A crypto investor must also be aware of the tactics used by scammers and the latest trends in their attacks. Understanding how phishing, malware, and clicking on random links can result in investment losses can help make informed decisions when confronted with such situations.
While there’s no universal solution, a combination of recurring audits, active security and operational monitoring, automated incident response systems, and user proactiveness can significantly mitigate this growing risk of asset loss via crypto hacks. Industry-wide adoption of these measures can relegate most of these widespread security incidents to stories of the past.
Final Thoughts
Given the decentralized nature of crypto services, the industry requires a proactive, real-time security approach. Robust security options and operational monitoring of system inter-relationships and the network state are vital for fostering trust and encouraging more people to adopt the technology.

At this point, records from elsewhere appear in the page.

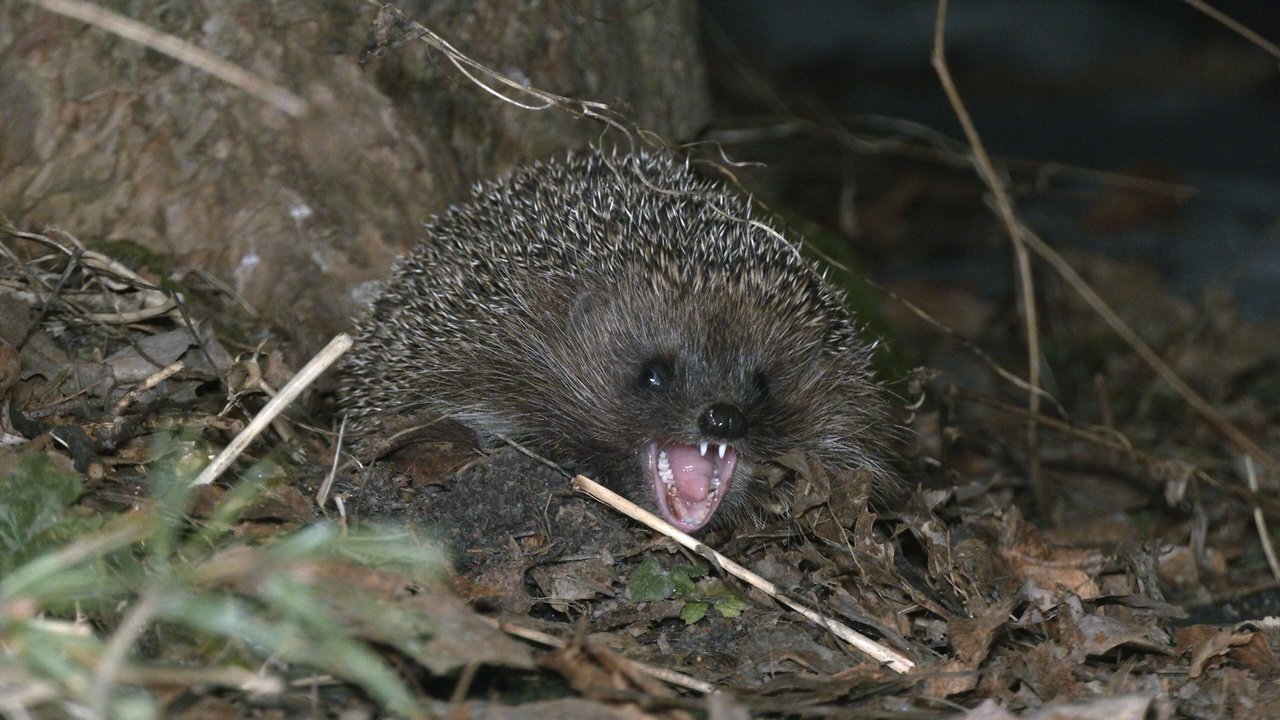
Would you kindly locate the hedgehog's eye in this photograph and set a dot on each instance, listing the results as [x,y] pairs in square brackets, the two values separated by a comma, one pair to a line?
[760,379]
[654,374]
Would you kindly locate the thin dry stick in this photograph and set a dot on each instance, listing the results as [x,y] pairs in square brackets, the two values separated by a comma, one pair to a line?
[306,376]
[1261,522]
[888,656]
[475,71]
[1005,206]
[1235,26]
[663,674]
[152,381]
[179,50]
[1202,406]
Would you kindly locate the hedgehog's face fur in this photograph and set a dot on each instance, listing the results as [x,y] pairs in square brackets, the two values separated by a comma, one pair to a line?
[681,390]
[629,318]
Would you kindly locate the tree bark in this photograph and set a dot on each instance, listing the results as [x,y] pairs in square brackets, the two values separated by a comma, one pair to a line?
[110,140]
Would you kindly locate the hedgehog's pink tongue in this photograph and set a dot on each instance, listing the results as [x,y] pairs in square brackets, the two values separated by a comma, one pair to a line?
[690,482]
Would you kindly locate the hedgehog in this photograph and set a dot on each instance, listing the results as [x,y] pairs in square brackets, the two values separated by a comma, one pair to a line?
[629,319]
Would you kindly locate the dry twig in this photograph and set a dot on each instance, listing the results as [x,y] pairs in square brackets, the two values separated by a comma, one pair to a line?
[179,50]
[892,659]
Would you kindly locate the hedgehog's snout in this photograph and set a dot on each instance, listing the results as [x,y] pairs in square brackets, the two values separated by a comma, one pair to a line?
[723,420]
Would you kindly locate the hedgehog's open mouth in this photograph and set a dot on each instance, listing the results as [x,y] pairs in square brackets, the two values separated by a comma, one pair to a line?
[689,482]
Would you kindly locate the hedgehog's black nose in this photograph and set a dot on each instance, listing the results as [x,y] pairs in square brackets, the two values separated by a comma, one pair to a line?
[723,420]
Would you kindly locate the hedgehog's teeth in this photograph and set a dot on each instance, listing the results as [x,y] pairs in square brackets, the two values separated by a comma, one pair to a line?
[668,478]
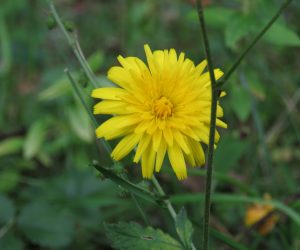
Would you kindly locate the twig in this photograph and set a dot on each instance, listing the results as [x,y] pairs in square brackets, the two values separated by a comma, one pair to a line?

More than just the technological tweaking, a widespread security-first mindset can also act as a deterrent for attackers, as they know that immediate detection awaits them. This form of community-led security monitoring efforts incentivizes vigilance and provides transparency into protocol operational health, ensuring overall ecosystem security.
Disclaimer: This piece is intended solely for informational purposes and should not be considered trading or investment advice. Nothing herein should be construed as financial, legal, or tax advice. Trading or investing in cryptocurrencies carries a considerable risk of financial loss. Always conduct due diligence.